The Louisiana Offshore Oil Port plans to start exporting crude by early next year, in the latest indication there’s an oil export boom in the world’s top oil consumer. According to media reports citing an emailed LOOP statement, the private company operating the port is currently looking for potential producers interested in shipping their crude from LOOP.
LOOP is certainly not the only port eyeing exports as shale output continues to grow. Yet it is the deepest one: it is the only port on the U.S. Gulf Coast capable of handling Very Large Crude Carriers, or VLCCs, which have a capacity of up to 2 million barrels of crude.
As we noted earlier, the Gulf Coast is bustling with port-expansion activity as producers rush to send their crude overseas.

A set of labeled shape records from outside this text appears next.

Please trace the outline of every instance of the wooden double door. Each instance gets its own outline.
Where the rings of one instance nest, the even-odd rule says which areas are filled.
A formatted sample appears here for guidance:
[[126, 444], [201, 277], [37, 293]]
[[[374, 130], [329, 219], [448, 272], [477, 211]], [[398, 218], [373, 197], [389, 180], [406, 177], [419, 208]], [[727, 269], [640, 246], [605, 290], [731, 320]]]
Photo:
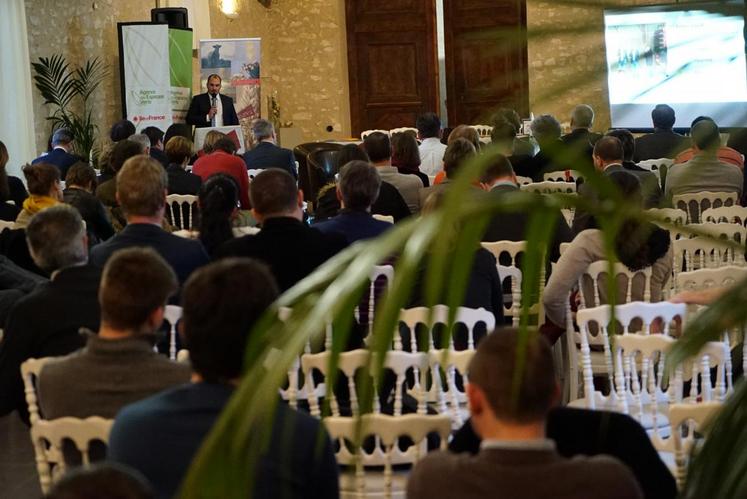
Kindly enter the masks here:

Until relatively recently, the Port of Houston was where all the oil action in Texas took place. Now, things are changing, with energy companies expanding along the state’s coast, shunning the busy—and more expensive—big port.
Energy independents such as Cheniere, Occidental Petroleum, and refiner Phillips 66 are building capacity along the Texas coast, and Occidental even tested a VLCC at its Corpus Christi facility earlier this year. Yet on the whole, the usual way to load VLCCs in the Gulf is to first load the crude on smaller vessels and then transfer it to the supertanker in deeper waters. Related: Saudi Arabia Regains Influence Over Oil Markets
This is where LOOP’s main advantage over the other ports lies: there is no need for the transfer, which increases costs and potentially, the risk of a spill. This is an important advantage as U.S. crude is not terribly competitive with lower-cost producers such as those in the Middle East.
“LOOP is the most obvious place for U.S. crude exports since as a deepwater port it makes it more manageable to load up a large ship such as a VLCC,” the head of commodities and energy research at Morningstar, Sandy Fielden, told Bloomberg. “It makes huge sense from a logistical perspective as it will allow for more efficient cargo shipments.”
According to McQuilling Services, as quoted by Bloomberg, demand for VLCC ton-miles for the Far East this year will shoot up 52 times. The Far East is one of the most natural destinations for U.S. crude, so chances are that producers will waste no time to take advantage of the LOOP export capacity, which according to analysts, could boost America’s total daily export rates by 300,000 barrels.
This year, the U.S. has been exporting an average daily of 758,000 barrels through June 14, according to the EIA, with exports hitting a record-high of 1.303 million bpd for one week in late May. By 2020, PIRA Energy forecasts, exports could reach 2.25 million bpd, which is more than what Kuwait and Nigeria, separately, ship overseas. To compare, last year the average daily rate of U.S. oil exports was 520,000 barrels, according to EIA data.
At such rates of growth, LOOP is doing the only sensible thing: using the advantages it already has to benefit from the export rush. For now, its only competitor is the Corpus Christi facility of Occidental.